ADAPT covers three collaborative areas: 1) advancing therapy recommendation techniques, 2) an evolutionary clinical trial design, and 3) development of a treatment and analysis platform. The program is initially focused on breast, lung, and colon cancers. The following teams have been selected. 

Technical Area 1: Therapy Recommendation Techniques 

  • Arizona State University: The team will perform tumor ecology-based and evolution-based modeling to identify key resistance traits that change over time, including gene activity, oncogenic state, cancer cell evolvability, immune evasion, and signaling network activity.  
  • Stanford University: The team will use interpretable artificial intelligence models to identify complex relationships between tumor features, drug response, and survival times using longitudinal pathological, radiological and molecular data. 
  • University of California, San Diego: The team will build dynamic biomarkers that anticipate tumor evolution with predictions of drug response that can be updated frequently with new data to enable adaptive treatment for patients. 
  • Massachusetts Institute of Technology: The team will develop machine learning algorithms that can utilize genetic, molecular, imaging, and electronic health record data to recommend optimal therapy strategies. 
  • Brigham & Women’s Hospital: The team will develop tools for fusing clinical and genomic data into foundational models that the therapy recommendation teams will use to identify cancer resistance traits and create treatment response biomarkers.   

Technical Area 2: Evolutionary Clinical Trial Design 

  • University of North Carolina at Chapel Hill (breast cancer): The team will develop an evolutionary trial for breast cancer patients using new statistical approaches that maximize the likelihood of treatment success for each individual patient using biomarker-driven therapies.  
  • Beckman Research Institute of the City of Hope (lung cancer): The team will create a biomap of immunotherapy resistance mechanisms in non-small cell lung cancer and validate new biomarker-guided therapy in near real-time to improve the success of patient treatments. 
  • UT MD Anderson Cancer Center (colon cancer): The team will undertake a novel two-phase umbrella clinical trial for patients with colon cancer that quickly identifies and targets emergent resistant traits through integration of drug response biomarkers and resistance-targeting drugs. 
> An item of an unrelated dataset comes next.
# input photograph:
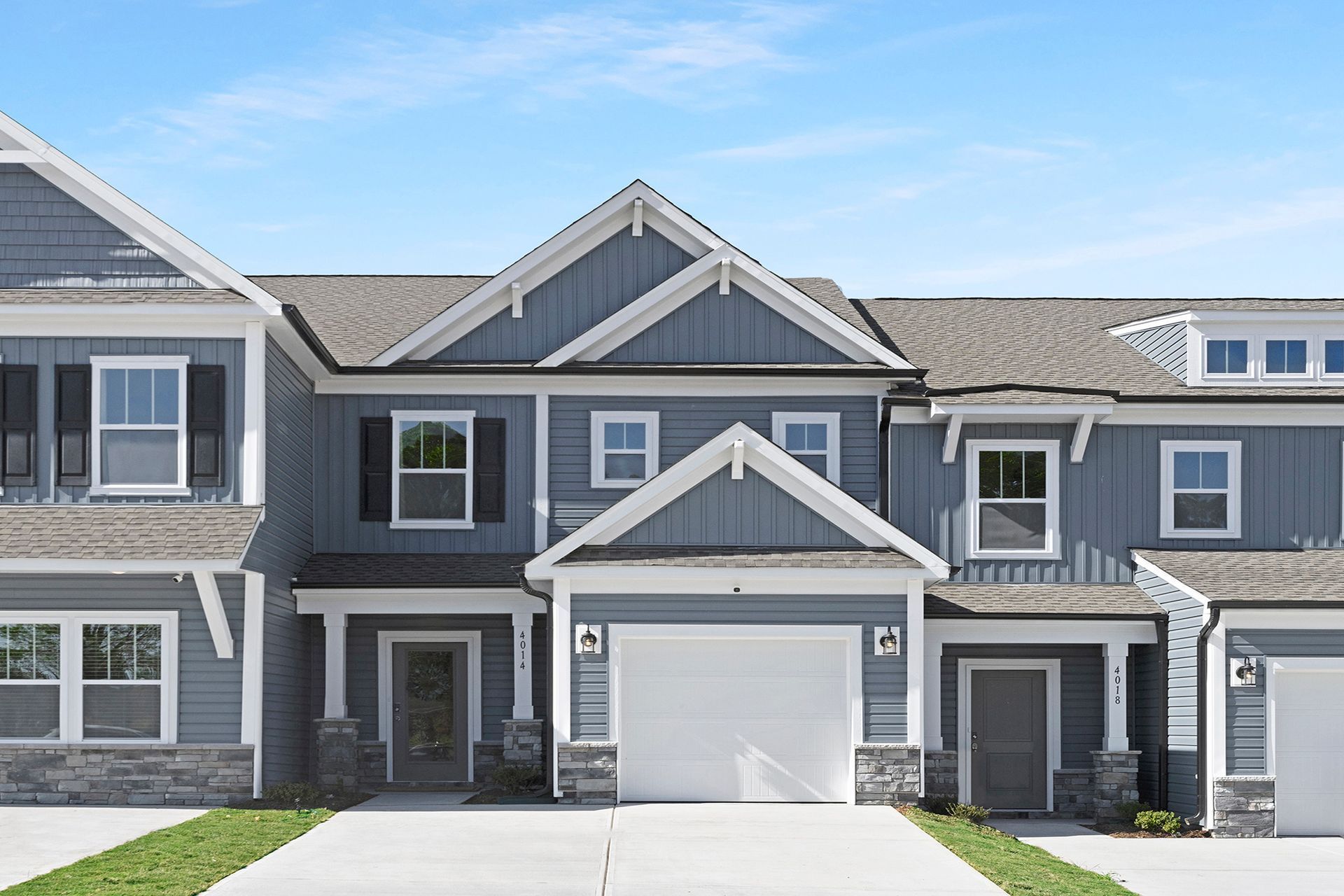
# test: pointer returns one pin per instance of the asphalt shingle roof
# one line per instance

Technical Area 3: Treatment and Analysis Platform 

  • DNAnexus: The team will develop a Treatment and Analysis Platform (TAP), a secure cloud-based data ecosystem that enables collaboration among clinicians and multidisciplinary researchers.  
  • Washington University: The team will augment and extend the ADAPT TAP by integrating their Multi-modal Analysis with XNAT (eXtensible Neuroimaging Archive Toolkit) (MAX) system, providing additional state-of-the-art tools to manage, analyze, and explore clinical and imaging data. 

The first patients are expected to be enrolled in the ADAPT clinical trial within 12 months. Algorithms and aggregate datasets developed under the program will be made publicly available, allowing anyone to analyze and visualize trends, implications, and insights. Continued ARPA-H funding depends on research teams meeting aggressive research milestones.